How does the closure property prove that the sum of a rational and irrational number is irrational

To understand how the closure property can help demonstrate that the sum of a rational number and an irrational number is irrational, we need to first clarify the definitions of rational and irrational numbers as well as the closure property.

Definitions:

• Rational Number: A number that can be expressed as the quotient of two integers \( \frac{a}{b} \), where \( a \) and \( b \) are integers and \( b \neq 0 \).
• Irrational Number: A number that cannot be expressed as a quotient of two integers. Examples include numbers like \(\sqrt{2}\) and \(\pi\).

Closure Property:

The closure property of a set states that performing a specified operation (like addition or multiplication) on members of that set will yield a result that is also a member of that set. The set of rational numbers is closed under addition, meaning that the sum of two rational numbers is always a rational number.

Proof that the Sum of a Rational and an Irrational Number is Irrational:

Let’s denote:

• \( r \) as a rational number,
• \( i \) as an irrational number.

We want to prove that the sum \( s = r + i \) is irrational.

1. Assuming for contradiction: Let's suppose \( s \) (the sum \( r + i \)) is rational. If \( s \) is rational, by definition of rational numbers, it can be written as \( s = \frac{m}{n} \) where \( m \) and \( n \) are integers, and \( n \neq 0 \).

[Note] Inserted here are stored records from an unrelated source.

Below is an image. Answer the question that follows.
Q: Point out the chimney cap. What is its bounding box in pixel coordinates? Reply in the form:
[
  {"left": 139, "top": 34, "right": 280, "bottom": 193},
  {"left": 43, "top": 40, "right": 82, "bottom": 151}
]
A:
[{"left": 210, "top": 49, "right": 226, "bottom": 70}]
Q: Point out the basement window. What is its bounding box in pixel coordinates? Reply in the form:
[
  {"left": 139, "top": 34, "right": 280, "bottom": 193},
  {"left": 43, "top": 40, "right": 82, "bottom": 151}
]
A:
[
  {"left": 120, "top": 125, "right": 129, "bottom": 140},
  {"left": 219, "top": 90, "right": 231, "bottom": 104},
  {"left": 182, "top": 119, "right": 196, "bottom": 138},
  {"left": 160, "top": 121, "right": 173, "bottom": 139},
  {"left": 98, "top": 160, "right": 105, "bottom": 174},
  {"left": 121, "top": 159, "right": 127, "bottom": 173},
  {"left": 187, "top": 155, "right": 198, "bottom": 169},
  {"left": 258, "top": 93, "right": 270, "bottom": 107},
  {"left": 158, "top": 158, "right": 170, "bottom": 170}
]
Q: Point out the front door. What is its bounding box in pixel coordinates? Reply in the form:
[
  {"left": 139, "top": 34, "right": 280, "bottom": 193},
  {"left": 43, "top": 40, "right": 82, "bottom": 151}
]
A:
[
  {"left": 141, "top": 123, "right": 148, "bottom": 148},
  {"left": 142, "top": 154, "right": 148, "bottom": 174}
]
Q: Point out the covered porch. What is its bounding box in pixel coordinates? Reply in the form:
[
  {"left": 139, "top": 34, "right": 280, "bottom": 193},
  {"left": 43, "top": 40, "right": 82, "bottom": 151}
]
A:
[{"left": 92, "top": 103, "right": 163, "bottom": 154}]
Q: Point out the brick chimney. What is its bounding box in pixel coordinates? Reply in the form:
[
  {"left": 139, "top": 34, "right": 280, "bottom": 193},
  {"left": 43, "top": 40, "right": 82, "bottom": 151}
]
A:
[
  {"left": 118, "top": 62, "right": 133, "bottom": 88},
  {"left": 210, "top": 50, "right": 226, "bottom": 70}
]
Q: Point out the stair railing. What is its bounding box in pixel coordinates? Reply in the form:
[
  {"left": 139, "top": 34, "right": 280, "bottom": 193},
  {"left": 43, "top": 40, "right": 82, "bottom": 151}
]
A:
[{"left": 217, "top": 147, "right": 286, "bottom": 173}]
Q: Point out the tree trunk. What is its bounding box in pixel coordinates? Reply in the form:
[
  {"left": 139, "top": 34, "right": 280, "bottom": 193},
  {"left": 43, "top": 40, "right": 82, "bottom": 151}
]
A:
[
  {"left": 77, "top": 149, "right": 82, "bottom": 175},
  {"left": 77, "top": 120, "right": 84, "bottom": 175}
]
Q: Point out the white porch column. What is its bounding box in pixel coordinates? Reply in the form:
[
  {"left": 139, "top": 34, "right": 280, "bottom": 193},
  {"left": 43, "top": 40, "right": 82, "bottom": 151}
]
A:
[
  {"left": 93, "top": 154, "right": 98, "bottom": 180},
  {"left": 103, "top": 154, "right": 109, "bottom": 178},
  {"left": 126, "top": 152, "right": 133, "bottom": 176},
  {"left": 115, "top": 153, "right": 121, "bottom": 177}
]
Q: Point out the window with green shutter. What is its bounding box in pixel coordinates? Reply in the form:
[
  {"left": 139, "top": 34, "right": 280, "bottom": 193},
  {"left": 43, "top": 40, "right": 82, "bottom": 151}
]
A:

2. Rearranging the equation: From our assumption \( s = r + i \), we can rearrange this to find \( i \): \[ i = s - r \] Given that both \( s \) and \( r \) are assumed to be rational (since we assumed \( s \) is rational and \( r \) is defined as rational), the difference of two rational numbers \( s \) and \( r \) is also rational. This means \( i \) would also be rational.

3. Contradiction: However, this is a contradiction because we initially defined \( i \) as an irrational number. So our assumption that \( s = r + i \) is rational must be false.

4. Conclusion: Therefore, the sum \( s = r + i \) must be irrational.

Summary

The sum of a rational number and an irrational number is irrational because assuming the sum could be rational leads to a contradiction. The closure property of the rational numbers (which states that the addition of two rationals results in a rational) plays a crucial role in this proof, showing that if the sum were rational, then both summands would also need to be rational, contradicting the definition of the irrational number.